Blind, confused and used to being near people without creating a commotion, the Galgamuwa tusker which hit the Kekirawa town and ran amok last week is now being treated at the Kala Wewa Sanctuary, a wildlife official said.
“We managed to push him into the sanctuary protected by an electric fence and begin treating his cuts and bruises as well as gunshot wounds by Wednesday,” said the Deputy Director of Wildlife Health, Dr. Tharaka Prasad of the Department of Wildlife Conservation (DWC) who himself supervised the treatment from Monday.
This majestic tusker which is about 40 years old was not eating on Monday but we were able to corner him at the Horapola Wewa Sanctuary and feed him pumpkin and fruit by Tuesday, he said, explaining that the next day they managed to manoeuvre him into the Kala Wewa Sanctuary.
|The Galgamuwa Tusker
The tusker, known as the dala poottuwa (crossed tusks) had suffered cuts and bruises from charging at vehicles or knocking on them by mistake because he is blind in both eyes, Dr. Tharaka said, pointing out that he had a huge bruise on his head. He had also been sprayed by gunfire. The injuries, however, are not life-threatening.
When asked how the tusker had ended up at Kekirawa from Galgamuwa, this veterinary surgeon said that elephants migrate but gunfire by someone may have sent him out from his usual foraging area out into the unknown.

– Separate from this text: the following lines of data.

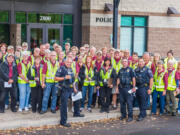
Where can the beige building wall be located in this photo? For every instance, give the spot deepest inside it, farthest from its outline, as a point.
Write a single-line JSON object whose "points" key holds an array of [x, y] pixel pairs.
{"points": [[163, 30]]}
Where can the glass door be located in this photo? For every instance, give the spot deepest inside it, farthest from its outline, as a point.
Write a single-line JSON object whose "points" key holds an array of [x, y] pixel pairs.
{"points": [[54, 34], [35, 35]]}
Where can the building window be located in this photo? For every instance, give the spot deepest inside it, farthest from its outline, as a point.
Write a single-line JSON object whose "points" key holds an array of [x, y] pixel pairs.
{"points": [[133, 34]]}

When it hit the road and came towards Kekirawa, with people thronging to see him and shouting and hooting to chase him away, he would have lost his bearings. (Kekirawa is about 40km from Galgamuwa.)
Pointing out that some of the bull elephants were trying to attack “this stranger” in their midst at the Kala Wewa Sanctuary, Dr. Tharaka explained that DWC officials are very vigilant and chased them off.
Many confirmed to the Sunday Times that although he had many gunshot injuries including the one that made him blind, this tusker had been seen for many years at Galgamuwa and it had never charged anyone or been a threat,
There were also howls of protests by conservationists over alleged moves to take this tusker to either Pinnawela or Uda Walawe.
“There is already one blind tusker, Rajah, at Pinnawela and have you seen its plight,” asked one elephant lover aghast that he spends each day and night chained in a concrete shed, being fed, becoming overweight, legs becoming arthritic without any exercise, awaiting death. It is pathetic, he said, adding that the elephant is like a parked vehicle. This fate which is worse than death should not befall the blind tusker of Galgamuwa.
The other speculation is that the tusker is to be translocated to Uda Walawe and that won’t help either, said another animal rights activist. Being blind he will not be able to find his way about in an unfamiliar place, he would be rejected by other bull elephants and invariably he would try to come back to Galgamuwa creating chaos on the way, he said.
The best thing would be to take him back to home ground at Galgamuwa where he was, which he would probably do on his own if allowed, he added.
Meanwhile, advising how a situation like the one at Kekirawa should be managed, elephant expert Dr. Prithiviraj Fernando of the Centre for Conservation and Research said that if an elephant ventures into a developed area and takes refuge in a patch of scrub, it is best to cordon off the area where the elephant is, prevent crowds gathering, if necessary evacuate people strategically and let him be there till evening. Harassing such an elephant by shouting, throwing firecrackers and shooting at him during the day will not work as the elephant is actually trying to hide from people and does not want to come out into the open.
“Such harassment would only make the elephant irritable, confused and aggressive, and if he does come out it is very likely that he will cause much damage. Instead if the elephant is allowed to remain in comparative calm, when evening falls, he would invariably venture out. Then attempts should be made by clearing a way to guide him back to exiting the developed area,” he added.
With regard to the blind tusker, Dr. Fernando said “an option would be to put a radio collar and track him. That way, he can be monitored. If he gets back to his regular home range it would be well and good and if he ventures out to developed areas he could be headed off. This way we could give him another chance. However, it would require anaesthetizing him, which also carries a risk.”
Let the jumbo recover in peace
Don’t crowd the area where the tusker is being treated, is the plea of DWC’s Dr. Tharaka Prasad. Let the wild animal remain undisturbed to recover in peace.
If he is disturbed and gets out of the Kala Wewa Sanctuary there may be more trouble, he adds.